Speaker: Sergei-VinogradovSergey Vinogradov Organisation: Intel (in Co-operation with the University of Bristol) Authors: Julia Fedorova and Dan Curran, University of Bristol. Sergey Vinogradov and James Cownie, Intel Corporation.
Abstract: There are many discussions about whether different programming models can achieve high performance and how easy that is for the programmer. For HPC applications, where performance is critical, this question is especially interesting in the context of OpenMP 4.0 and OpenCL which offer different constructs for describing data parallelism.
We performed a case study to get a practical view of this matter. We experimented on five of the benchmarks from the Rodinia suite and on an industrial application: ROTORSIM, developed by the University of Bristol, and compared their OpenCL and OpenMP 4.0 implementations. While the individual impact of different factors such as memory access, vectorization, etc., is easier to study in the benchmarks, the primary interest is, of course, the performance of real applications. At the beginning we found the existing OpenMP implementations were either very naïve or not fully functional – so we applied changes to make OpenMP codes functional and have them implement similar algorithms to the OpenCL ones. We used the 4.0 version of the OpenMP API because it adds new forms of parallelism via device and SIMD constructs. These make the expressivity of OpenMP and OpenCL more similar.
Our study demonstrates that the critical factors are memory accesses, exploiting the vectorization capabilities of modern CPUs, minimizing unnecessary work and the overhead for organizing parallel calculations. While the OpenCL programming model encourages users to write code that can be vectorized by the OpenCL compiler out of the box, in many cases OpenMP 4.0 relies on the explicit usage of #pragma simd to enable vectorization. Both programming models provide enough control over these performance critical factors. Using different constructs but following the same principles we were able to achieve equivalent performance for the OpenMP and OpenCL implementations of the benchmarks as well as for the ROTORSIM application.
Our talk will present this study. We will go over the steps in the transformations of the benchmark codes and annotate each step with the performance numbers. We will demonstrate the usefulness of Intel® VTune™ Amplifier XE in understanding the performance limiting factors. We will present how the knowledge gained on the experiments with benchmarks is applied to the ROTORSIM code. Here we include the table illustrating the performance comparison for the five Rodinia benchmarks. We will show the ROTORSIM performance data in our presentation. General recommendations for developing high performing code will conclude the talk.

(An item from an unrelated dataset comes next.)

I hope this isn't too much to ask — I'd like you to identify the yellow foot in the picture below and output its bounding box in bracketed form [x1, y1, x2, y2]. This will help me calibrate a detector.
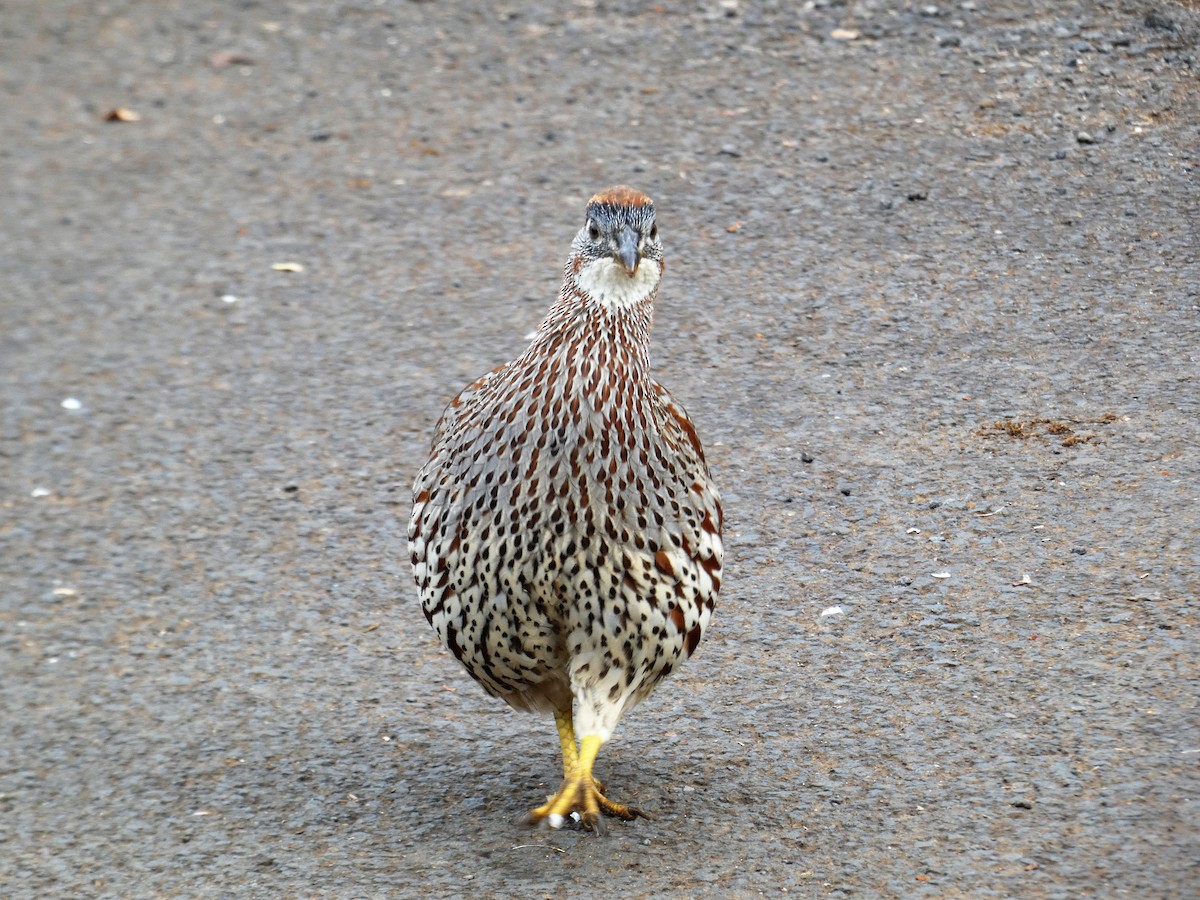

In performance tuning there is really no magic bullet. You need to use efficient algorithms, and understand the hardware characteristics of the target machine. The main impact of the programming model is in its ability to either enhance the optimization process or get in the way of the optimizations that are required for efficient execution. To the extent the programming model is not limiting, the limiting characteristic of the application performance, is the potential performance of the underlying hardware.